Though Snapchat has piqued advertisers’ interest – Katelman said it was a hot topic at SXSW, even though the social network didn’t have a presence there – prudent clients are reluctant to go beyond a one-off buy designed to reach millennials.

The volume is there, though. According to recent research from comScore, more than three in five of every 18- to 24-year-old in the US accesses Snapchat on their phone every month, and adoption among older millennials is picking up momentum, with 31% penetration.

But Snapchat’s highly engaged and desirable audience – the platform claims it has 100 million daily actives and that 63% of smartphone owners in the US between 13 and 34 are Snapchatters – doesn’t automatically give it the same importance as Facebook.

Though that could change.

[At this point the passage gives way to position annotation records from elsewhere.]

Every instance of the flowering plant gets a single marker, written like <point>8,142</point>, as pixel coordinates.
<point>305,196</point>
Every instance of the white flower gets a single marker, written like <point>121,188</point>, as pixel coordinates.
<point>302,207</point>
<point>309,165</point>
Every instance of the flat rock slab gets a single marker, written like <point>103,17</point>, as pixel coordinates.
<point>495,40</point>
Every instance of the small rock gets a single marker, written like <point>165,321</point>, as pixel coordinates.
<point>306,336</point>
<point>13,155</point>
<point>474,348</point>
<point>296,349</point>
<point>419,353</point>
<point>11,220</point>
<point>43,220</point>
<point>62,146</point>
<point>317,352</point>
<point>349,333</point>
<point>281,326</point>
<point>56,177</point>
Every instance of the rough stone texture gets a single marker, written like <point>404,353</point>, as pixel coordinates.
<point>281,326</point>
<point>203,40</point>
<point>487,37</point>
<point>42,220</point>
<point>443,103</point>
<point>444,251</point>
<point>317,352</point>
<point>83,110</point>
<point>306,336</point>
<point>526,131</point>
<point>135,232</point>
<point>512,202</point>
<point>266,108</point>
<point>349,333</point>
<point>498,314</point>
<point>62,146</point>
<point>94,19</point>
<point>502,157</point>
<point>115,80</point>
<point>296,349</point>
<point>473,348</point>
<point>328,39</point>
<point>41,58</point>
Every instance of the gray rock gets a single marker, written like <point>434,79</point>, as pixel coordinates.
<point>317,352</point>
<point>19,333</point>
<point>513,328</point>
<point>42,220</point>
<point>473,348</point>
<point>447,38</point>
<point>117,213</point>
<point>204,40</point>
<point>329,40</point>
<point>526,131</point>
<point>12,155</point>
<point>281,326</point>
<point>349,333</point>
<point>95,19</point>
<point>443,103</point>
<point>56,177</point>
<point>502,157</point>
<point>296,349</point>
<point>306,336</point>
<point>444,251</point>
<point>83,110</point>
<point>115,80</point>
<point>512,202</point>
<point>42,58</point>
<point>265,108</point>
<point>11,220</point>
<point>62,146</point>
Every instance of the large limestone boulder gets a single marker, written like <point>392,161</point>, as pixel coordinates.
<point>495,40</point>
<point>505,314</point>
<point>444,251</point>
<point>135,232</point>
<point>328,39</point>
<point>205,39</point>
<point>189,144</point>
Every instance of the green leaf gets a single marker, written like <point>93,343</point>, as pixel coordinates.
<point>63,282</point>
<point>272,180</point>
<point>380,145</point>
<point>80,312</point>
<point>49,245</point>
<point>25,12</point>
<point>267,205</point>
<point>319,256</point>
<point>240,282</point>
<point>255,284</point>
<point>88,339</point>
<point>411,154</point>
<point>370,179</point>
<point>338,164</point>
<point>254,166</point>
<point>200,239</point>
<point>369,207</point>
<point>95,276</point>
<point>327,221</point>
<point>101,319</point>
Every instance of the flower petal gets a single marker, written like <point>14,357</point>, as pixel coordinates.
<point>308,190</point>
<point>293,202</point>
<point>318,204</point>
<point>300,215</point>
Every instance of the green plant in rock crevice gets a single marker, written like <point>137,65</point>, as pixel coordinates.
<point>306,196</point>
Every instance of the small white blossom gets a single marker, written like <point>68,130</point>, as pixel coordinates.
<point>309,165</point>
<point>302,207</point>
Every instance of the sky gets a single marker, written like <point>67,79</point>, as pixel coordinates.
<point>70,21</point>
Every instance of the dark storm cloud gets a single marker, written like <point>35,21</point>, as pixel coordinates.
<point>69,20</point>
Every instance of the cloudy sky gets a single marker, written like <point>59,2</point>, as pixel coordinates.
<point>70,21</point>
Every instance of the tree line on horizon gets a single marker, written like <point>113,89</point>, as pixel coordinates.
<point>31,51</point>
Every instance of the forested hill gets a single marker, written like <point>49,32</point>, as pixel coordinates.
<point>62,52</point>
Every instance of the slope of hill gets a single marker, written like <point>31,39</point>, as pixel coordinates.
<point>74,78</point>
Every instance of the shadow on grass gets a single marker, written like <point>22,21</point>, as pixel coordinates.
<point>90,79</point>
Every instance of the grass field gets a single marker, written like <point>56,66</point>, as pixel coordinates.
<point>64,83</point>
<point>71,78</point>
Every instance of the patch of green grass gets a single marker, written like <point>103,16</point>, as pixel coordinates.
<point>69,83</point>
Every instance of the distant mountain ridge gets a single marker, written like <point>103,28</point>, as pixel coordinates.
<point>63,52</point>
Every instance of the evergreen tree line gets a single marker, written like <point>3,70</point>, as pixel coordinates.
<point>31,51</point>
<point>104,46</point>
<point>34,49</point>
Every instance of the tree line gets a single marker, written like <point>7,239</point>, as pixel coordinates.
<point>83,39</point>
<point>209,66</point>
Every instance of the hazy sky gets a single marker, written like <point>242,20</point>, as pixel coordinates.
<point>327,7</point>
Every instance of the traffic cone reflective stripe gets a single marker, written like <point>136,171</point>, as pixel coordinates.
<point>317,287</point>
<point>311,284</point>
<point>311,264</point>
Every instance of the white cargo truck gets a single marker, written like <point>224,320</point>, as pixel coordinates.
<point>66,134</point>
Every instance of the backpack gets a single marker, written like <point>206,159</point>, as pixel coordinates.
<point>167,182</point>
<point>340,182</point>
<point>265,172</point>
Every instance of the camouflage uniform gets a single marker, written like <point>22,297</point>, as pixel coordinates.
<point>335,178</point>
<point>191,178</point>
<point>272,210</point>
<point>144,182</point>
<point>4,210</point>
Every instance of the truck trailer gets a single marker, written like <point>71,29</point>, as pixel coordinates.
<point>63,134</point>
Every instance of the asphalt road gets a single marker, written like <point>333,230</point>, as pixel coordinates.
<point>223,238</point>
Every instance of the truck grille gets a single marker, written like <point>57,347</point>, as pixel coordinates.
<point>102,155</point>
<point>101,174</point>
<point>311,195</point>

Just four years ago, Facebook was still struggling to monetize its mobile users.

“Facebook is an efficient provider – it’s earned its position,” Symonds said. “We still need to see where Snapchat fits into this.”

serena-snapchatSna-pportunities

Snapchat has been building out its user interface at the same time as it’s been working on its ad infrastructure.

Within one week in late March, Snapchat spent $100 million to acquire customizable sticker app Bitstrips and rolled out a fairly significant redesign that saw the addition of new multimedia choices and enhanced video and chat functionality, along with a host of new sticker options.

It’s a UX play with advertising implications.

“These new features and product innovations also have a secondary impact on advertisers in that they should make Snapchat a bit more ubiquitous and help more consumers and marketers get on board,” said James Connelly, co-founder and CEO of mobile agency Fetch.

From there, Snapchat could be the next broadcast play advertisers are looking for, said Paul Cimino, former CEO of Brillig and Snickelways.

Facebook and Google are primarily direct response mechanisms, lower-funnel stuff, and the TV “is the old guard way to create brand” – but there’s no new guard,” said Cimino.

Ideally, Snapchat could present that TV-like opportunity to hook millennials. It’s one area where “Snapchat has a chance to leapfrog Facebook,” Cimino said.

That’s assuming, of course, that Snapchat’s verification and measurement keep advertisers coming back for repeat buys. Snapchat told AdExchanger that it retains around 90% of its advertiser base, most of which has been top of the funnel stuff.

But value to advertisers will mostly it will hinge on performance ads, like the app install campaigns it’s reputedly testing out with TUNE, Connelly said, rather than the massive Apple-esque minimum buy-ins (iAd: R.I.P.) that Snapchat was rocking at the beginning.

According to some reports, those prices have plummeted from the $750,000 it once cost for a one-day video to around $50,000, depending on the ad product. Snapchat denies a price fluctuation.

Live Stories go for about $100,000, while targeted buys – Snapchat allows advertisers to target segments of its audience by gender, location, device type and OS – come in a little cheaper depending on the campaign parameters, Snapchat said. On-demand geofilters – custom user-generated filters based on time and place – can cost as little as $5 each or as much as $15,000.

Regardless, success means scale.

“Snapchat is showing signs of being able to eat at the table, but they still need to prove their worth, and that will come, although not exclusively, from more performance-led formats and opportunities,” Connelly said. “Snapchat is very concerned about its experience, but in order to be a real advertising player, you need scale, and to get scale, you need thousands of advertisers around the world consistently spending.”

And that means moving away from one-offs. Because the new hotness isn’t always going to be the new hotness.